HONOREE David Lynch

Responsibility, Inc., tijuana, mexico, education, children, povertyDAVID LYNCH

2006 HUMANITARIAN AWARD
Responsibility, Inc.
Tijuana, Mexico

In 1980, David Lynch, a public school teacher from New York, planned to spend a month as a volunteer serving the 35 families whose means of survival was scavenging at the municipal garbage dump in Tijuana, Mexico. After returning for two more summers, Lynch, struck with the conviction that education could lift the children there out of poverty, decided to stay and has been educating children there ever since.

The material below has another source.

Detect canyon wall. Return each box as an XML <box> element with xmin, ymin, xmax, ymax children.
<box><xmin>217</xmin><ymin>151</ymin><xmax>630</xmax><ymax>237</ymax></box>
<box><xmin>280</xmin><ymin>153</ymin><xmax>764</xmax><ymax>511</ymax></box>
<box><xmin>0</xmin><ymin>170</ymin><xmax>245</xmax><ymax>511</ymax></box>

Leaving his tenured teaching position behind, Lynch set up a tarp near where the children worked with their parents at the dumpsite. Here he offered an English class which eventually became a complete education system, called Responsibility, Inc., serving 400 children per year. As financial support for buildings and teachers became available, Responsibility grew to provide classes for children ages 3 to 7 and a computer lab and art school for all the children living around the city dump. Lynch also set up a program whereby students from all over the United States have the opportunity to help the less fortunate. This is often an integral part of the high school and college experience for students to do social service hours or get classroom teaching experience for those majoring in child development or education. Annually, 2,500 U.S. students devote their time in some way to help the poorest of the poor.

Despite cynicism from the general public and no financial assistance from the government to support the education of the preschool/kindergarten children in this poverty stricken area of Tijuana, Lynch has worked to bring his students’ learning capacity to a step above that of the surrounding government funded schools. From inception in 1992, Lynch’s program has placed a majority of its kindergarten graduates a full year ahead on the entrance exam provided by the Mexican public school system, Lynch’s efforts have served to significantly better the lives of thousands of Mexican students, involve the lives of thousands of American students, and inspire the lives of countless others.